Posted by Richard Conniff on September 18, 2012

My latest, for Men’s Health magazine:

On a radio show one morning recently, a female professor at a well-known university tossed off the thought that, if men are just going to hang out with their pals at the bar every night, women will take a pass on having kids with them.   She didn’t cite any studies, and she almost certainly didn’t know any men who fit that description.  But it didn’t matter.

Casually disparaging the entire male gender is not only the last socially acceptable prejudice, it’s a national pastime.  Later I asked some friends to name a few things men do well and the answers ranged from “Leave the toilet seat up” to a flat out, “Nothing.”   Men have become a necessary evil—and maybe not all that necessary, once artificial sperm moves out of the laboratory and into the real world.  At the same time, women have become so disproportionately admired by both genders that psychologists have dubbed this the “Women Are Wonderful Effect.”

And, Lord knows, they are.  But I was hoping someone would pipe up to say that men and women aren’t really all that different, and that both do plenty of things well.   Feminists used to say something like that, for the purpose of moving women into jobs traditionally held by men.  So you would hardly expect them to argue now that men are a defective or inferior gender–unless they have completely forgotten how destructive it was when such things were said about women.

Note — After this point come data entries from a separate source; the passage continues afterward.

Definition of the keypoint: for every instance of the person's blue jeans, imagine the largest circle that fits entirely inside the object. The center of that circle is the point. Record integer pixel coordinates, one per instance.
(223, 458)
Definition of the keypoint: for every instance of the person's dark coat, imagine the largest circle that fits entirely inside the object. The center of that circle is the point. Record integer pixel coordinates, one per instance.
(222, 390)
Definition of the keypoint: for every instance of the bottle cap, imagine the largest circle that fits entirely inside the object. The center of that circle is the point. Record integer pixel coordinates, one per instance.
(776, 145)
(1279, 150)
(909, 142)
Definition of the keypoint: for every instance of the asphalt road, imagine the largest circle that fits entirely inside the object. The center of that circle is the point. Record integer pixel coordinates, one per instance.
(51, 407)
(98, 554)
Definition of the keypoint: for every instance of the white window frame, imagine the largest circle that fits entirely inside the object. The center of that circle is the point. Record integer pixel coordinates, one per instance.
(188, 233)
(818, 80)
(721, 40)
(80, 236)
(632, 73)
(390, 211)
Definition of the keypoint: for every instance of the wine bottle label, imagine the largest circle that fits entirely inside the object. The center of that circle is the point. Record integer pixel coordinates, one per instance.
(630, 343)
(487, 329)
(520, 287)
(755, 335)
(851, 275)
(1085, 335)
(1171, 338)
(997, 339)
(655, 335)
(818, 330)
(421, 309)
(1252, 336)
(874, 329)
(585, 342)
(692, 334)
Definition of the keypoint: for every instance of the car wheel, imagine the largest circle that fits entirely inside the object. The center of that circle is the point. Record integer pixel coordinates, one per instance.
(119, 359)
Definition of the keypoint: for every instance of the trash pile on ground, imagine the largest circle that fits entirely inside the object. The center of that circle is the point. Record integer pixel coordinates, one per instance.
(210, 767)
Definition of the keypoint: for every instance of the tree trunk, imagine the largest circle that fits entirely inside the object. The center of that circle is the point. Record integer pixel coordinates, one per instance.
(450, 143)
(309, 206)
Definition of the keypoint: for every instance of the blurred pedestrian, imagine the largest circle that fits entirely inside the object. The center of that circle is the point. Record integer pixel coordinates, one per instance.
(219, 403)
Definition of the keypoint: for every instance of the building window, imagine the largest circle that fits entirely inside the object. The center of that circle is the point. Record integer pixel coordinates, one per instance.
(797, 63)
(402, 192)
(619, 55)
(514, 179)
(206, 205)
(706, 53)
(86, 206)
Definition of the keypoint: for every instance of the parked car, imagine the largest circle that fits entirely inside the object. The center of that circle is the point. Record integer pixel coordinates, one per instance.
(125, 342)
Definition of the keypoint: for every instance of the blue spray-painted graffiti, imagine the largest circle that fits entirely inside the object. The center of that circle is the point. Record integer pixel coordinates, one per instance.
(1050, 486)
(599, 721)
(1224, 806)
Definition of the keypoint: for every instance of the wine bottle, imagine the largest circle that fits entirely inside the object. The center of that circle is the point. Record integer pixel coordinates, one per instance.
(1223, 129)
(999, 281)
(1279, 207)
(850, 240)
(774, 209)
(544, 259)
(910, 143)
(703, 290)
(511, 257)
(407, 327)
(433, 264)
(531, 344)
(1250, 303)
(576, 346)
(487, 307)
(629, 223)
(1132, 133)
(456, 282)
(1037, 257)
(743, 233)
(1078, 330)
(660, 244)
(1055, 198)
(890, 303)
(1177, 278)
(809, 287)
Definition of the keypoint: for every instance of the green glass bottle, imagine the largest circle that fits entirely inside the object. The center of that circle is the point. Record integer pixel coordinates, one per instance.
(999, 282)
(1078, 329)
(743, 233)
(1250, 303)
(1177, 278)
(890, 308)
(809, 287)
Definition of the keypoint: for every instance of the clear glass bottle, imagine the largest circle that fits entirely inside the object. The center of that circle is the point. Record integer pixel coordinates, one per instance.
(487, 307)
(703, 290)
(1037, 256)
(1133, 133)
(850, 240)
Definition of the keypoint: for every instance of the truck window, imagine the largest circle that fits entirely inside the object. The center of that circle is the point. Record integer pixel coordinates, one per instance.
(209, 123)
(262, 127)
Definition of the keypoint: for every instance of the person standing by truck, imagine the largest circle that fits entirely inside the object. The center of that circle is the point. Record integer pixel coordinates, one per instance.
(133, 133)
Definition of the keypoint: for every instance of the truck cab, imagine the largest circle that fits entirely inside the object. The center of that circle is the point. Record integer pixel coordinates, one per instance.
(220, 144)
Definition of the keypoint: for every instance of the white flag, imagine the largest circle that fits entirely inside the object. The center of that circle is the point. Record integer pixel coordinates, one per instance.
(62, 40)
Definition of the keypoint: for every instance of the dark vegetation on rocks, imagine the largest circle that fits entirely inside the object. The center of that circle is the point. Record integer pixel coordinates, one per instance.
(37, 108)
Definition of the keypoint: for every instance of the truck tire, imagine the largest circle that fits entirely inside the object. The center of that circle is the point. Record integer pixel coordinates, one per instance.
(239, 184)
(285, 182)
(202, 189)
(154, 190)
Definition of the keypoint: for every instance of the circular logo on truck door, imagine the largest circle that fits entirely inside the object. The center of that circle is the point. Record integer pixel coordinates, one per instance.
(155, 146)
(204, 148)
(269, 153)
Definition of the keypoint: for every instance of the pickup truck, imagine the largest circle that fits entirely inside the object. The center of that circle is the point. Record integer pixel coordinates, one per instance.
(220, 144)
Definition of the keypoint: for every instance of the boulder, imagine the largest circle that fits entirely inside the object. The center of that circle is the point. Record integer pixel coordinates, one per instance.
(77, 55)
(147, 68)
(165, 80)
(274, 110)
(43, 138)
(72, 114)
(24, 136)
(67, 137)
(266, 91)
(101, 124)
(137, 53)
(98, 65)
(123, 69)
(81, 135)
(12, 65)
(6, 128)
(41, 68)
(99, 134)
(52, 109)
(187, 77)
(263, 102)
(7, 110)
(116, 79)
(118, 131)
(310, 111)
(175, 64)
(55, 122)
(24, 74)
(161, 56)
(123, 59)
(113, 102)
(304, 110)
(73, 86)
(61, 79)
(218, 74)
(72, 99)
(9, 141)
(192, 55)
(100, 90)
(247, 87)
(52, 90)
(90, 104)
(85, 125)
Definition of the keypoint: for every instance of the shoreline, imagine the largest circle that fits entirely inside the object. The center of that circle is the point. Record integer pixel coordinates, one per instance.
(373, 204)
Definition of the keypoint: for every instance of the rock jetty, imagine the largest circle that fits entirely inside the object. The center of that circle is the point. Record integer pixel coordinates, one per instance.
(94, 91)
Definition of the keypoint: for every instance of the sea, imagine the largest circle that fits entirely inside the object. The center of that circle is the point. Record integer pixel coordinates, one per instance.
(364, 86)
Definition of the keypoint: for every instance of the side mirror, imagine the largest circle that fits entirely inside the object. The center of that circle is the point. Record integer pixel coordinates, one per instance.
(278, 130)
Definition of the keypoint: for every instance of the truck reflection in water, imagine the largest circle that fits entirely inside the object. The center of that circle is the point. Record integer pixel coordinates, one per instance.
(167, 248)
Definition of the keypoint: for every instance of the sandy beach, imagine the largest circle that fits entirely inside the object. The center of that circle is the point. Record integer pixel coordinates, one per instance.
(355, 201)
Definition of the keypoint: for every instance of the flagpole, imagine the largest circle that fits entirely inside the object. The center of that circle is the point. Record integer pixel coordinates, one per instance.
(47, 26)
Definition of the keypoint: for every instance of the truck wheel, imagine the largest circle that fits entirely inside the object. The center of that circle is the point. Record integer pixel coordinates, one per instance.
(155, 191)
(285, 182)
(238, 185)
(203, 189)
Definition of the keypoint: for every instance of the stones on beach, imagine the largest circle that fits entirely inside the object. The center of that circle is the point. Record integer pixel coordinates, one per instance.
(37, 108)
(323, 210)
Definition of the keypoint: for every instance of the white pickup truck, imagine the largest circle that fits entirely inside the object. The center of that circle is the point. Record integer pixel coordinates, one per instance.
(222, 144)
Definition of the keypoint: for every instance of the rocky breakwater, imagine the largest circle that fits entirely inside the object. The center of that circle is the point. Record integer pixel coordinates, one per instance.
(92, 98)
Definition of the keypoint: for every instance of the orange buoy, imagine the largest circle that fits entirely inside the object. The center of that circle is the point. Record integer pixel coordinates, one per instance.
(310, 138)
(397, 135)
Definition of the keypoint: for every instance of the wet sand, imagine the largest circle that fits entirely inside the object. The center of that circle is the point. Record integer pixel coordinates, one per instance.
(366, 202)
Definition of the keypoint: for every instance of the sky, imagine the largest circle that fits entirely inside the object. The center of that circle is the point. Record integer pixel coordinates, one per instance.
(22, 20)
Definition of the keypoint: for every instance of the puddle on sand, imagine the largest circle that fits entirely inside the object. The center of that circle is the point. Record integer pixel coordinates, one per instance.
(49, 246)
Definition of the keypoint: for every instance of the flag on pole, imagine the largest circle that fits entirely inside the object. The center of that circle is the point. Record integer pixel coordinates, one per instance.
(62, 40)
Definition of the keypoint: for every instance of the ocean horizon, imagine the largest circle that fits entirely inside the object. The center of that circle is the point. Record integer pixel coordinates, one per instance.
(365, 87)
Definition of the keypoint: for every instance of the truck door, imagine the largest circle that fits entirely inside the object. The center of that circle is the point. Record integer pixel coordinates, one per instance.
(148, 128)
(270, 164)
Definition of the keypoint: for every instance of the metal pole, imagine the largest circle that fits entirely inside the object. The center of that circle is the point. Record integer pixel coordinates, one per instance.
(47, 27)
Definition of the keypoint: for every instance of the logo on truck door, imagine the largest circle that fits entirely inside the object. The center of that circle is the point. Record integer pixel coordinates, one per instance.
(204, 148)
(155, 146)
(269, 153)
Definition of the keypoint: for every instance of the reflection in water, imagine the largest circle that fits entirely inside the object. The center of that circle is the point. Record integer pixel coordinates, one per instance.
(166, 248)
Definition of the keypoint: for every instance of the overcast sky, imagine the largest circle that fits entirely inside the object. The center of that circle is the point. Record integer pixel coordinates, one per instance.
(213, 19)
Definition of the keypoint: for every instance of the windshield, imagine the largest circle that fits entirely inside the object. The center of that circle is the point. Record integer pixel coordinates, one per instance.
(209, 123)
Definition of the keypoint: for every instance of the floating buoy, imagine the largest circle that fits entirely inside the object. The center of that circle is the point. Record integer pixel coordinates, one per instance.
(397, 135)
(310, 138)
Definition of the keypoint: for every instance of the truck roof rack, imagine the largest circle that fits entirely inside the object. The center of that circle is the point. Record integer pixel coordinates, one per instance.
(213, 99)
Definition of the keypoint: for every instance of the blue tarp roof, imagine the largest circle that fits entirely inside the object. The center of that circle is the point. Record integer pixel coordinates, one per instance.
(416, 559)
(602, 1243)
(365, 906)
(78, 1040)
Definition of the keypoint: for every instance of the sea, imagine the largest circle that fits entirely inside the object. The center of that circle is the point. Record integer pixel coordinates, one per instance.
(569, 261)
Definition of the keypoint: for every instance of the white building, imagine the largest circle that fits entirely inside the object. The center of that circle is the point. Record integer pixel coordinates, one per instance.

And yet that has somehow become the default assumption for society at large:  Boys raise their hands in class more often than girls so they need to be ignored.  Boys are disruptive in school so they need to be medicated (almost three times as often as girls).  Boys drop out of school more and fail to attend college or grad school at the same rate as girls, so let’s forget them and focus on helping the girls.  Young men are more likely to be aggressive and violent, so instead of spending money to educate them, we should spend it to lock them behind bars (especially if they are young and black, a group which has seen its incarceration rate rise to five times what it was 20 years ago).  Above all, men are defective as fathers.  So 40 percent of kids are now born to single moms, up from about five percent in 1960.  And hardly anyone acts as if this is a catastrophe in the making, even though the numbers are much worse in low-income homes where kids–and moms–need dads most.  When marriages end in divorce, finally, custody of the children still goes to mom seven times out of ten.  Because conventional wisdom says dad is a bum.